Nitekim aşı alımı için geçen yıl 44, bu yıl ise sadece 12 ikili anlaşma imzalanabilmiş. Çünkü piyasada üretilen aşıların ülkelere ortalama maliyeti 10 dolar civarında… Bu da ülkelerin aşıya milyonlar, hatta nüfusuna göre milyarlarca dolara ayırmaları anlamına geliyor. Yoksul ülkelerin aşıya ulaşması için DSÖ’nün başlattığı çaba da aslında istenildiği gibi gitmiyor.
İlk üretim tamam
Dünyadaki bütün bu gelişmeler, Türkiye’nin de arasında bulunduğu bazı ülkeleri kendi ürettiği aşıya ulaşma çabasına itti... Erciyes Üniversitesi’nde Prof. Dr. Aykut Özdağrendeli ve arkadaşları şu an yaygın uygulanan Sinovac aşısına benzer inaktif aşıyı üretmeyi başardı. Ardından da Faz-1 denilen ilk aşamayı başarıyla geçti; 44 kişi üzerinde yapılan denemelerde yeterli koruyucu antikor geliştiği görüldü. Aşının çok daha güçlü hale getirilmesi için yeni ayarlamalar yapıldı ve Faz-2 aşamasına geçilmesi için üretime dün itibarıyla başlandı.
Sıra seri üretimde
Bundan sonraki aşamada Prof. Dr. Aykut Özdağrendeli ve ekibi Koçak Farma şirketinde ürettikleri inaktif aşının, Faz-2 çalışmasında uygulanması için gereken şişelenme sürecinin tamamlanmasını da gözetleyecek. Ardından kalite kontrol amacıyla 15 gün sterilize edilmesi sürece çalıştırılacak. Fabrikada seri üretim sürecinin sanıldığı kadar kolay olmadığını belirttiler; çünkü üretilen aşının önce “Bio reaktör” denilen büyük tanklarda şişelenme için depolanması gerekiyormuş.
Şubat ortasında Faz-2’nin başlanması hedefleniyor
Bu süreçlerin ne kadar zaman alacağını sordum, Faz-2 çalışmasına bu hızla devam edilebilirse ve ısmarlanan tanklar zamanında gelirse Şubat ortasında Faz-2’nin başlanması hedefleniyor. Yani planlanandan 1,5 aylık gecikme söz konusu... Faz-2 çalışması sonrası yeni bir bilimsel değerlendirme yapılıp, denetim kurumlarının onayı alındıktan sonra Faz-3 aşamasına geçilecek. Bütün süreçlerin tamamlanması, Sinovac’ta olduğu gibi “Acil Kullanım Onayı”nın alınması halinde, bugün de yaşandığı gibi eş zamanlı aşılamanın da başlayabileceğine vurgu yapıldı.

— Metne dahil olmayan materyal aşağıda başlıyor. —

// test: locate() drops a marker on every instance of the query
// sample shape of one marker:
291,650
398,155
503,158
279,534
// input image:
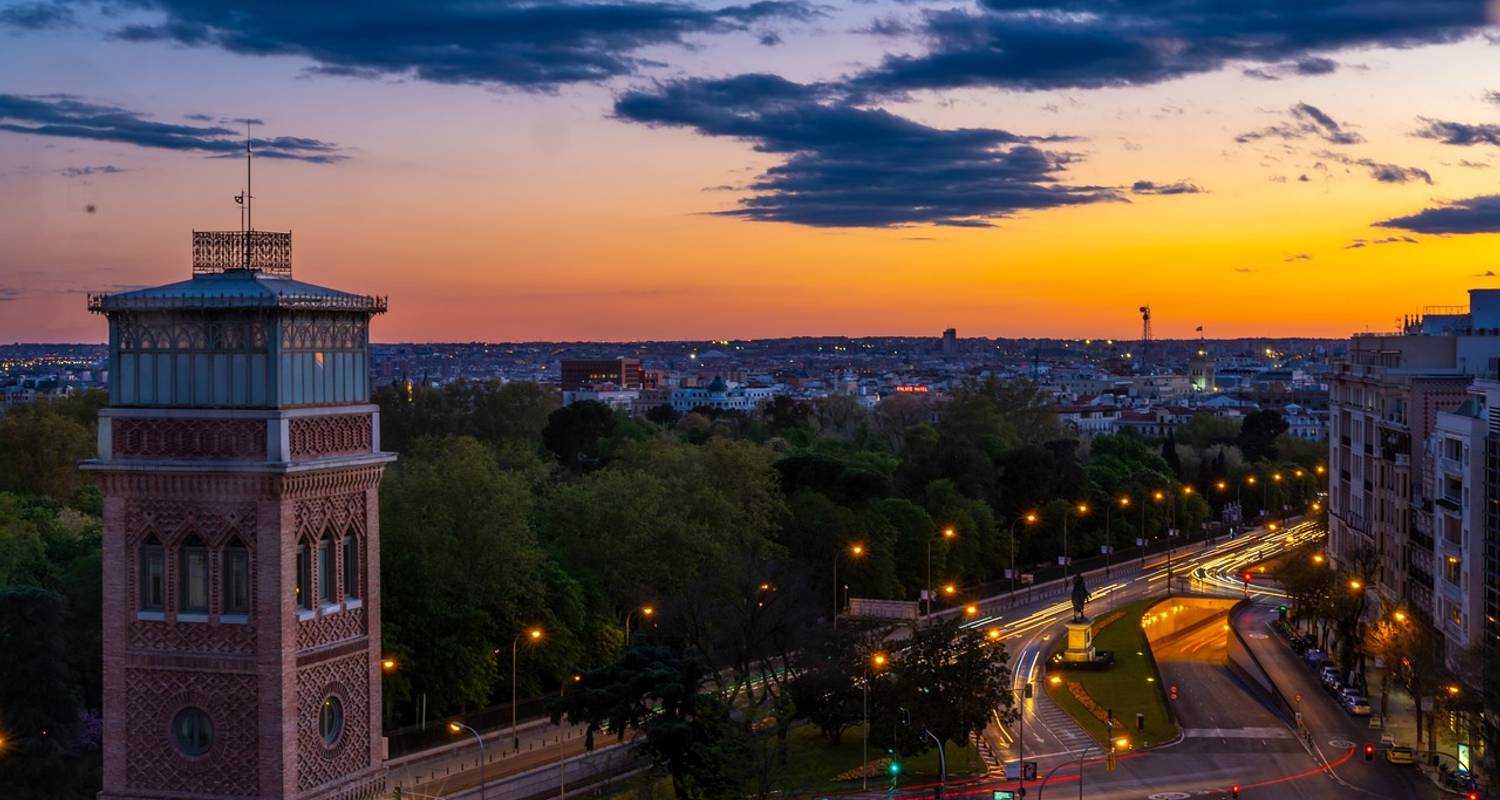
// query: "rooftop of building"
236,288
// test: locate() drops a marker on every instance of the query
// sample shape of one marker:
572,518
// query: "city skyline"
677,171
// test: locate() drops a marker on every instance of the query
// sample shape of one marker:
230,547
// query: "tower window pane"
303,577
194,580
351,566
192,731
153,575
330,719
236,578
326,569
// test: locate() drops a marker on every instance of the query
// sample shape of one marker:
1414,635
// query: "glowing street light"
459,728
947,533
855,551
534,635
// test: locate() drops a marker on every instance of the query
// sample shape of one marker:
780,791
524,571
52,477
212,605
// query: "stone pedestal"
1080,641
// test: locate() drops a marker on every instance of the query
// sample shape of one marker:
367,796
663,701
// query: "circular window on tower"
192,731
330,719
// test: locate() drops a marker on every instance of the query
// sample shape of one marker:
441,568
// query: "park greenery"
507,512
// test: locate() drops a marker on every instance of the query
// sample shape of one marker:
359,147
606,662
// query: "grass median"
1131,685
813,763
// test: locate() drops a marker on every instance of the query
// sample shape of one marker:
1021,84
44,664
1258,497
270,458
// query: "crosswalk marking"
1236,733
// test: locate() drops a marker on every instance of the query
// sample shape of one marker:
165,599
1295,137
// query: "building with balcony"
1385,398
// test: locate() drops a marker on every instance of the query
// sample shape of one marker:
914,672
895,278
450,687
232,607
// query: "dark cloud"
1458,132
1307,120
86,171
1359,243
1385,173
846,165
1091,44
533,45
1472,215
71,117
1151,188
1301,68
36,15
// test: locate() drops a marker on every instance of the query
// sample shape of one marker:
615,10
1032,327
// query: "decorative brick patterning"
330,629
188,439
348,680
155,763
327,436
218,640
336,514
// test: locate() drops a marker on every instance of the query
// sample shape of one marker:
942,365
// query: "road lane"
1332,730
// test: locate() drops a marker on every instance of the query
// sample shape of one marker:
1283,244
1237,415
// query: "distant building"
585,372
1409,479
1200,371
950,341
720,396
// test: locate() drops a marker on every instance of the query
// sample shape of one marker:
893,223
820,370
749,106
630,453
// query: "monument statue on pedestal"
1080,595
1080,631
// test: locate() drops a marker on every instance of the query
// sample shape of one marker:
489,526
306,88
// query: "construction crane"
1145,336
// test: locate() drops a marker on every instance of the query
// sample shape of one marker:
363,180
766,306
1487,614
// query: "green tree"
575,433
41,445
690,734
1257,434
459,569
950,680
39,701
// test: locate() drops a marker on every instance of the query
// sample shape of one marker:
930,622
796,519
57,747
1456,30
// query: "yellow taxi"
1400,754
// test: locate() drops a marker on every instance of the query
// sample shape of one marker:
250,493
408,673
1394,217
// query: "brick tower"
240,463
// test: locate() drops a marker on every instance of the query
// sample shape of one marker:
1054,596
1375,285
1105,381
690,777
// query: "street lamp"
458,728
855,551
534,635
878,661
645,611
947,533
1031,520
1109,545
1067,562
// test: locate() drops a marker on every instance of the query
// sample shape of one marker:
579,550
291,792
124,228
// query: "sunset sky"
609,170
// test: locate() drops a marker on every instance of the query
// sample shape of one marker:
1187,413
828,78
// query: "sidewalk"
1400,724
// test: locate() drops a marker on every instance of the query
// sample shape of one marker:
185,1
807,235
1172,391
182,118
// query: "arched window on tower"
326,589
351,566
192,580
153,577
236,590
303,577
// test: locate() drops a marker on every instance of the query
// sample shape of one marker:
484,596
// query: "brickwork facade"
242,560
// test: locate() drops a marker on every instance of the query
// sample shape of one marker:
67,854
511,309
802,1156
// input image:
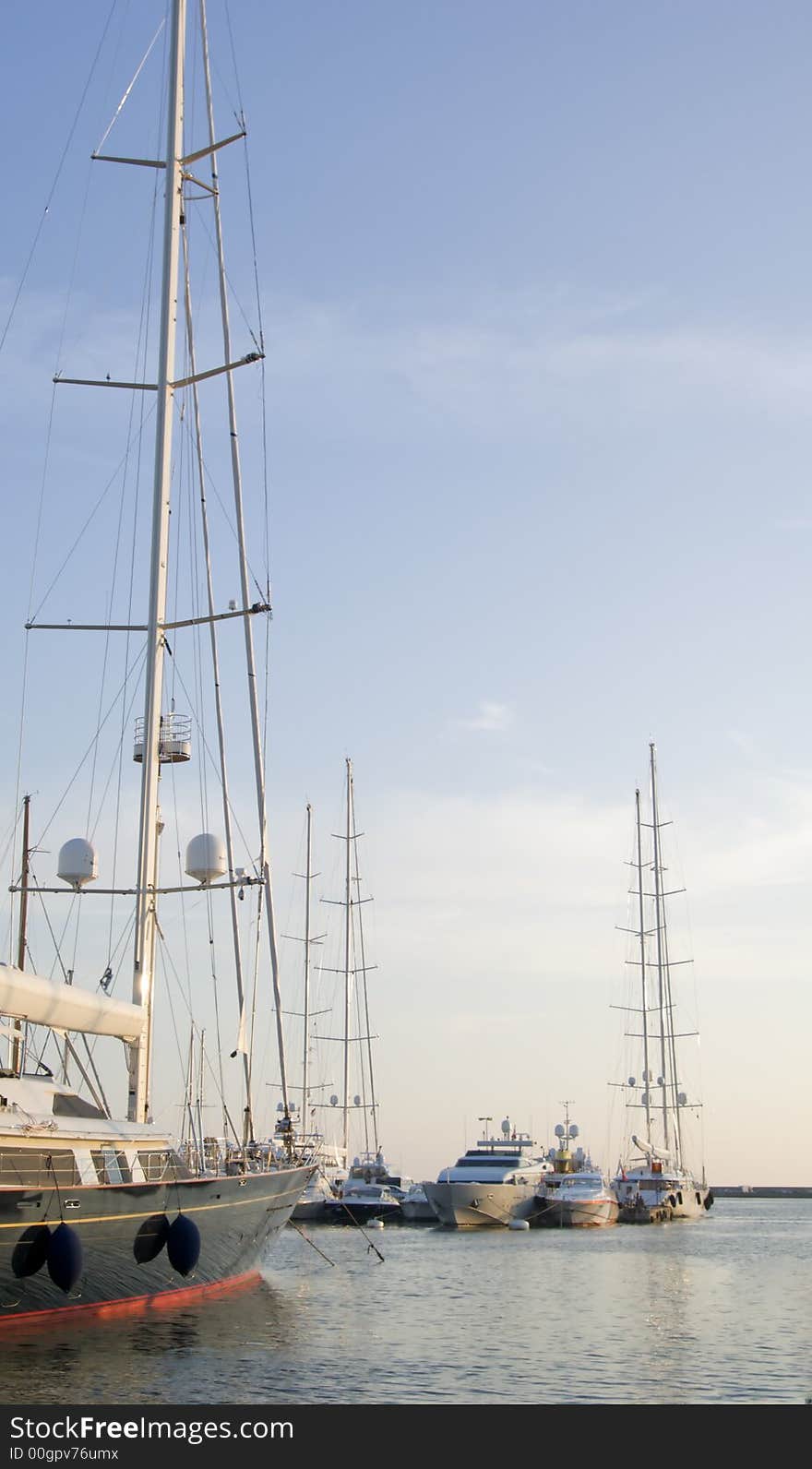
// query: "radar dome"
77,863
206,858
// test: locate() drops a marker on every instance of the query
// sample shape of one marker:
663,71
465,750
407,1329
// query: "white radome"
206,858
77,863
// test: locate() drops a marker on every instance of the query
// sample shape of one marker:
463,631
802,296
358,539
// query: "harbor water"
710,1312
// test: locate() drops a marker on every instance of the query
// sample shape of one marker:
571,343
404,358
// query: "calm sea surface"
710,1312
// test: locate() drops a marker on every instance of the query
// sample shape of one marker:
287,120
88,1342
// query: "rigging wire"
61,165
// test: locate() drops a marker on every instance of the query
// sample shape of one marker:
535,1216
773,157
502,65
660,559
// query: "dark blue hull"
116,1227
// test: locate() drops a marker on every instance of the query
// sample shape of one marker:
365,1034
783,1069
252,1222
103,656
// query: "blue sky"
536,307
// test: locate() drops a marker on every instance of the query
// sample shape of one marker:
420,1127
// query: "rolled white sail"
66,1007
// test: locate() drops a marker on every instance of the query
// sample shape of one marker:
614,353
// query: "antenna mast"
150,823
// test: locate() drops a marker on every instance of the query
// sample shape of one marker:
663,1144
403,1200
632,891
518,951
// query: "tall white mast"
347,939
250,662
150,823
660,954
305,1054
643,985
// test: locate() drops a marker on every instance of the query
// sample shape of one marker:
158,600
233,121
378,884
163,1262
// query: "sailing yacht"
329,1158
655,1181
370,1190
101,1210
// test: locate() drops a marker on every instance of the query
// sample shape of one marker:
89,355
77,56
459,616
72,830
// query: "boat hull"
417,1212
482,1205
643,1200
578,1213
235,1215
352,1211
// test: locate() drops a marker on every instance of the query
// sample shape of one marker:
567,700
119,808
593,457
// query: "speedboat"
575,1193
494,1183
416,1208
580,1199
369,1191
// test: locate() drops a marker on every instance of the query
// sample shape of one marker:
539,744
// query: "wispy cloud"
491,717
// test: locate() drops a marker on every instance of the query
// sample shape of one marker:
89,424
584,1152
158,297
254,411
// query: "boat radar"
77,863
206,858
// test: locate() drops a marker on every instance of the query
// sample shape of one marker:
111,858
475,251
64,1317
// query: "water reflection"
715,1310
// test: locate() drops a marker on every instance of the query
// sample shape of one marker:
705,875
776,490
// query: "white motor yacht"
494,1183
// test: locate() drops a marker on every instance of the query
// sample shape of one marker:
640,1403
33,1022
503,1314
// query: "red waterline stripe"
134,1305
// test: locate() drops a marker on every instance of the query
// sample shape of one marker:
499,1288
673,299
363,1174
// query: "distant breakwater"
759,1191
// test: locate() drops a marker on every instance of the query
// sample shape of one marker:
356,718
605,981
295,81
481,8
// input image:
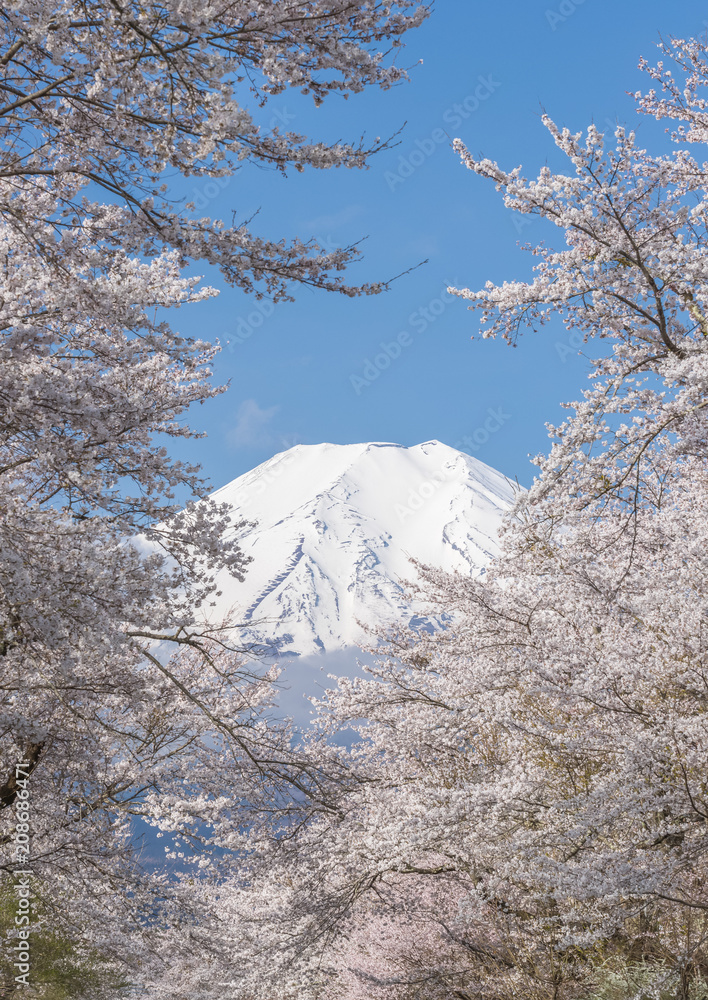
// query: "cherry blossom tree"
121,698
538,768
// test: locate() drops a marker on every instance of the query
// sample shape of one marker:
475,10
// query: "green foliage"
60,969
646,981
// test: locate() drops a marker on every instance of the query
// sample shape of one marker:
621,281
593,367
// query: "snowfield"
335,528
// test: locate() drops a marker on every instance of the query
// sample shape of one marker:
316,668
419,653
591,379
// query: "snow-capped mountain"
336,527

'Nisan gibi Türkiye kendi aşısını uygulama yoluna gidebilir'
Yani, Nisan gibi Türkiye kendi aşısını uygulama yoluna gidebilir. Başta da belirttiğim gibi Faz-2 ve Faz-3 aşamalarında herhangi bir olumsuzlukla karşılanmazsa… Bu aşının en önemli tarafı şu an uygulanan Sinovac ile benzer olması… Bu durumda ilk dozu yapılanlara Faz-3 aşamasına geçilip AKO alınması durumunda Türkiye’de üretilen ise ikinci dozlarının yapılması gibi bir durum da karşımıza çıkacak; ki ikinci doz diğerinden çok daha donanımlı ve güçlü olacak. Hedef beraberinde gelmesi beklenen diğer iki aşıyla birlikte bu yıl içinde Türkiye’ye yetecek çeşidi bol aşı üretilmesini sağlamak. Ancak bunun için de çok zahmetli ve bir o denli de masraflı süreçlerin tamamlanması gerekiyor.
İkinci müjde; hücre hafızası canlandı
Aşının önemi bugüne kadar dünyada 78 milyon kişiyi enfekte eden ve 1 milyon 700 binden fazla kişinin de ölümüne neden olan Covid-19 virüsünün etkisini azaltmak. Üretilen aşıların neredeyse tamamı da tam koruma sağlamazken, ağır hastalığı %100 engellediği ortaya çıktı; hatta orta şiddetteki hastalıkları engelleme oranı da %70 üzerine yükseldi.
Üzerinde durulan da aşının etkisinin ne kadar süreceği, bazı bilim insanlarının ileri sürdüğü gibi 6 veya 7 ay sonra tekrar ihtiyaç duyulup duyulmayacağıydı. Aşılamanın başlamasının üzerinden bu kadar geçmediği için etkisi bilinmiyordu.